Bien entendu à bien plus faible niveau que les cétacés ou les chauves souris qui eux possèdent une région du cerveau consacré uniquement à cette tâche.
Les premiers à s’en servir sont les aveugles, les non-voyants et les malvoyants pour compenser la perte de vision.
Le premier à avoir développé l’écholocation est Daniel Kish. A travers son association World Access for the blind6, il enseigne cette méthode à des personnes aveugles.
Pour pouvoir utiliser cette méthode, ils émettent des sons avec leur canne, avec un claquement de langue ou de doigts et parfois même en tapant du pied.
Suite à ces sons les aveugles et les malvoyants analysent l’écho, en distinguent les caractéristiques pour évaluer leur environnement et éviter les obstacles.
Cependant, les personnes aveugles et les malvoyantes sont confrontées à l’illusion taille-poids, exactement comme les voyants. L’illusion taille-poids consiste à penser que plus l’objet est grand, plus il est lourd. Or si on prend une petite boîte remplie de plomb et une énorme boîte remplie de plume, la petite boite sera tout de même la plus lourde. On peut donc dire que l’écholocation à ses limites. De plus, du fait que l’écholocation nécessite la réception et le traitement d’échos très faibles, cela suppose un appareil auditif et un appareil neurologique de traitement très performant.
Les aveugles et les malvoyants utilisant ce système pour se guider peuvent identifier la présence, la taille, la distance et le mouvement de la ou des cibles compris dans leur environnement. Ce qui leur permet de se déplacer non seulement en évitant les obstacles statiques mais aussi ceux en mouvement.
Les premiers travaux scientifiques à ce sujet sont ceux de Michaels Supa et son équipe en 1944. Ils déterminent que ce sont bien les échos des sons émis qui permettent aux aveugles et aux malvoyants de déterminer la présence d’objets ou d’obstacles.
Depuis, de nombreux chercheurs se sont tournés vers la question et ont permis de démontrer que quand un aveugle ou un malvoyant utilise l’écholocation les régions cérébrales de la vision s’actionnent.
En effet, lors des expériences, le cortex visuel des personnes aveugles présentaient une nette activité lors des émissions sonores suivis de leur écho.
Or, en absence d’écho, une activité cérébrale nulle au niveau du cortex visuel était observée.

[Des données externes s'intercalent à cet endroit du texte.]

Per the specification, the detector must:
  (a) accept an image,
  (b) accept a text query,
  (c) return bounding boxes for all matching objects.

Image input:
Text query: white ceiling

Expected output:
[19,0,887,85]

Un groupe témoin d’acuité visuel normal et n’ayant jamais pratiqué l’écholocation a pratiqué la même expérience. Les résultats montrent qu’aucune activité particulière dans le cortex visuel n’a été décelée.
Cette étude montre que d’après l’activité cérébrale, l’écholocation produit une scène « visuelle et spatiale » de l’environnement.

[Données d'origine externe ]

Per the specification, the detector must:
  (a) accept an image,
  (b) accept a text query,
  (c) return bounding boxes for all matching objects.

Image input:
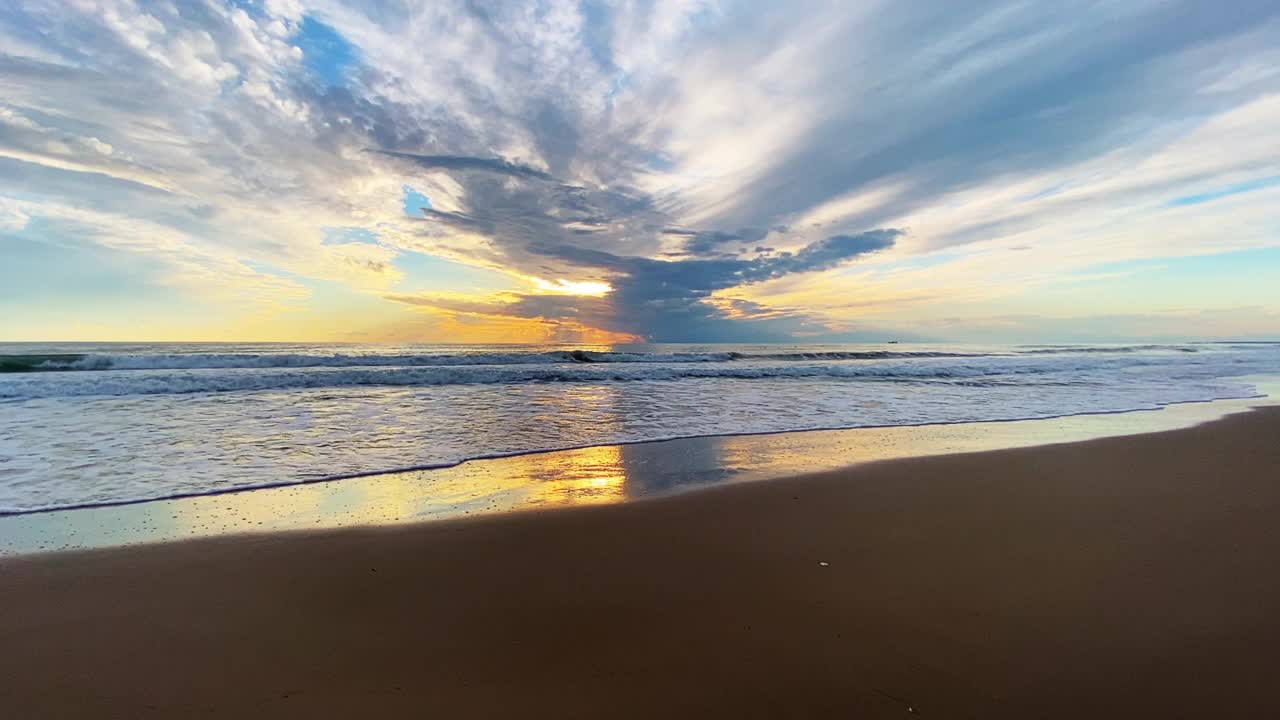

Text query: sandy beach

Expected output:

De plus, cette technique n’est pas innée, elle se travaille et se développe. On peut donc tout à fait affirmer que l’écholocation est une technique qui peut être apprise par un aveugle ou un malvoyant mais aussi par une personne d’acuité visuelle normale.
Cette étude montre que l’écholocation n’est pas seulement une aide pour les aveugles ou les malvoyants mais bien un 6ème sens remplaçant la vision.